@Rocksteady c'est une explication hyper intéressante et pertinente! En réfléchissant au sujet, je me disais que ces relations reposaient effectivement beaucoup sur l'imaginaire et les projections, puisqu'en gros, ces femmes passent beaucoup de temps à fantasmer ce que serait la vie avec leur mari s'il sortait de prison, à imaginer les premières choses qu'ils feraient s'il était libéré, à vivre dans leur tête des rapports sexuels parfaits, et puis jusqu'au bout, elles nourrissent l'espoir d'un miracle et que la peine capitale soit commuée en "simple" emprisonnement à vie, voire qu'il soit amnistié. En soi c'est déjà une expérience à part entière et puis c'est clair qu'à certains égards, c'est très confortable et stimulant de vivre les choses par procuration plutôt que de s'y confronter dans la vraie vie. En plus l'espoir c'est quelque chose qui s'auto-entretient et ça te fait te sentir en vie. Tu peux toujours te raccrocher au prochain procès en appel, à la prochaine expertise ADN, à la prochaine loi qui doit être votée, etc. et tu vis chaque victoire et chaque échec avec intensité. Et enfin, c'est sûr qu'il y a des avantages à être avec quelqu'un d'enfermé et isolé: il ne partira pas du jour au lendemain, il sera toujours présent au même endroit (sauf transfert vers un autre centre de détention) et il ne te trompera pas (même si, comme je le disais, certains entretiennent plusieurs relations épistolaires, donc ça offre des opportunités d'entretenir des liaisons amoureuses simultanées). Finalement, c'est un amour très cérébral, qui rejoint les canons de l'amour courtois jamais consommé, comme le faisait remarquer une psy entendue dans un des talk shows dont je parlais.

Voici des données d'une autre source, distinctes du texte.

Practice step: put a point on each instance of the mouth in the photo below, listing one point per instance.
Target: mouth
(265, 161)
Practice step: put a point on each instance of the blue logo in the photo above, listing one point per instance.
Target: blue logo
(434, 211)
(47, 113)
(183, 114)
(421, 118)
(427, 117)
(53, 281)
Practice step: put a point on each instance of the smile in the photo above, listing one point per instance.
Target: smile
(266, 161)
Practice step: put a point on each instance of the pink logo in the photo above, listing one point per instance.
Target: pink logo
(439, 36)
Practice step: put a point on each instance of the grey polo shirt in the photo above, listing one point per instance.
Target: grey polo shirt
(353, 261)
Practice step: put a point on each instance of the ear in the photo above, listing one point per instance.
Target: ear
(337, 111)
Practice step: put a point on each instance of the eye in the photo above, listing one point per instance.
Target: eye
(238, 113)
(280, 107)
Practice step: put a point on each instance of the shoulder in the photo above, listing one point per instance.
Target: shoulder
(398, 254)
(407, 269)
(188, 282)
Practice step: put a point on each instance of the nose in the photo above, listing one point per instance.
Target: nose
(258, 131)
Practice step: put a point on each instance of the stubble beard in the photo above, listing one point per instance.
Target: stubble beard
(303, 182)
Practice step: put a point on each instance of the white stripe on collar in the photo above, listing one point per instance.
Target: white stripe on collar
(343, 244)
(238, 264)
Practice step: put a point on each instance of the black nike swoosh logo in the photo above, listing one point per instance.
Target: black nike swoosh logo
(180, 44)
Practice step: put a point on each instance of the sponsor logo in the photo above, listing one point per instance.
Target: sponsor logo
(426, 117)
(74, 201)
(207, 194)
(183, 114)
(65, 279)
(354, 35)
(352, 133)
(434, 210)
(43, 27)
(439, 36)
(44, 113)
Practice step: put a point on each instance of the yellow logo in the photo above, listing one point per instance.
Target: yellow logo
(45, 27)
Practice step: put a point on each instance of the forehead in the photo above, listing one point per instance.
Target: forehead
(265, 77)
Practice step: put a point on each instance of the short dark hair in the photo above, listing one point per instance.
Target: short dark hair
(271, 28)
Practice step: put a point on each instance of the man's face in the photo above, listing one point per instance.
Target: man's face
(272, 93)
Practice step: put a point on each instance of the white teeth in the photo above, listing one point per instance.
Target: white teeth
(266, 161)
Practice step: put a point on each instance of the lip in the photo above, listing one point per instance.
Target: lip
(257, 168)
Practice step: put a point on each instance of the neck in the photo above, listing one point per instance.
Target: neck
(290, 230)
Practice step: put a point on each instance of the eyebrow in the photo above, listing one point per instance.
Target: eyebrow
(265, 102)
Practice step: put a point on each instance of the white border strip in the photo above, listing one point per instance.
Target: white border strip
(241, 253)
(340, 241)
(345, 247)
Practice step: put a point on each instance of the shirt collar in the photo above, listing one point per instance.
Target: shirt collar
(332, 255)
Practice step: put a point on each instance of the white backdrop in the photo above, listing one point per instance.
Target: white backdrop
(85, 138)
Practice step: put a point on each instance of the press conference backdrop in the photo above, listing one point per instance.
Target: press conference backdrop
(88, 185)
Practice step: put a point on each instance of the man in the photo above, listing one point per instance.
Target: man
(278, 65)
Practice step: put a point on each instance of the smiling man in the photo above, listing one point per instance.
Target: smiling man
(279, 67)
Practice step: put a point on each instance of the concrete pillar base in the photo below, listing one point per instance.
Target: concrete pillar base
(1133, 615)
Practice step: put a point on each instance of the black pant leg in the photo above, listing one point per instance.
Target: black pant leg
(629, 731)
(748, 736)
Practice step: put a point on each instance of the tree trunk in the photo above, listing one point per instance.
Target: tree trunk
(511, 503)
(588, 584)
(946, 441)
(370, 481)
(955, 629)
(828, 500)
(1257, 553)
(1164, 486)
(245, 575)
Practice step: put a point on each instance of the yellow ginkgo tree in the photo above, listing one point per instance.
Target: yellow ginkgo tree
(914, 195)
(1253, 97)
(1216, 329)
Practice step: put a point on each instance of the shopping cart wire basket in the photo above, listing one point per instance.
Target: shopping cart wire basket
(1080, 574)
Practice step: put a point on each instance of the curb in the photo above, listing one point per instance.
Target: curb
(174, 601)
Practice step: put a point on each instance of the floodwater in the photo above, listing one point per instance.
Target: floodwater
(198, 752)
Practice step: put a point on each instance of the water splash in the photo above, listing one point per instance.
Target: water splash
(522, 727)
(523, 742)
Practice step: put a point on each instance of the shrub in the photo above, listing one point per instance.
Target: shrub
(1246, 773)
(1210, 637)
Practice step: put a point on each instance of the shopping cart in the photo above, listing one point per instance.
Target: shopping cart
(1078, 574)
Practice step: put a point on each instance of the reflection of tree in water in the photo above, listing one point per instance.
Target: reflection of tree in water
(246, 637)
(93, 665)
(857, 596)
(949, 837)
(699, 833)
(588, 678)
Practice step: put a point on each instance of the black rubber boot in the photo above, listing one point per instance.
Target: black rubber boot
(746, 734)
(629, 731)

Par contre, si un jour le mec finit par sortir et rejoindre son "aimée",
la réalité peut être très très loin du fantasme.
Après l'analyse que tu relayes reste tout-à-fait compatible avec l'idée que la figure de la "sauveuse" soit particulièrement utile aux hommes, puisque de fait, ce type d'arrangement leur bénéficie largement, que ce soit sur le plan affectif ou pratique. Je reste fascinée par le fait que dans une société régie par la domination masculine, les mecs aient trouvé le moyen de s'assurer le dévouement des femmes y compris dans des contextes où ils sont au fond du fond du trou. La prison ça reste quand même la marge ultime, mais même là, des types considérés comme les rebuts de la société trouvent le moyen d'être aimés, désirés et de voir leurs besoins pris en charge par des femmes. Je parlais des tentatives d'évasion (plusieurs cas ont été médiatisés), mais il y a aussi les batailles à livrer pour leur obtenir des soins médicaux, un nouvel examen de leur dossier, pour convaincre de bons avocats de les représenter, éventuellement payer pour de nouvelles analyses ADN, pour attirer l'attention des médias et plus généralement pour militer contre la peine de mort et en faveur de meilleures conditions de détention. Tout ça, ça a quand même des conséquences très tangibles pour les épouses : emprisonnement dans le cas des tentatives d'évasions, frais financiers, installation aux US avec tout ce que ça implique pour leur carrière et leur vie de famille, investissement en temps et en énergie, etc. Et puis il y a le fait que grâce à ce dévouement, ces mecs à la marge, sans aucune perspective de vie "normale", puissent quand même voir certains rêves et aspirations se réaliser. Par exemple en se mariant, mais aussi en ayant des enfants. Je ne sais pas par quel procédé, mais apparemment il est possible de tomber enceinte d'un homme condamné à mort (une madz en témoignait sur le forum).
Tout ça pour dire que dans l'hypothèse où les femmes tireraient un certain profit de ces relations, à mon avis les hommes en restent les grands gagnants puisque eux y gagnent de nombreux bénéfices sans rien avoir à perdre, et ont donc tout intérêt à voir ce schéma se perpétuer.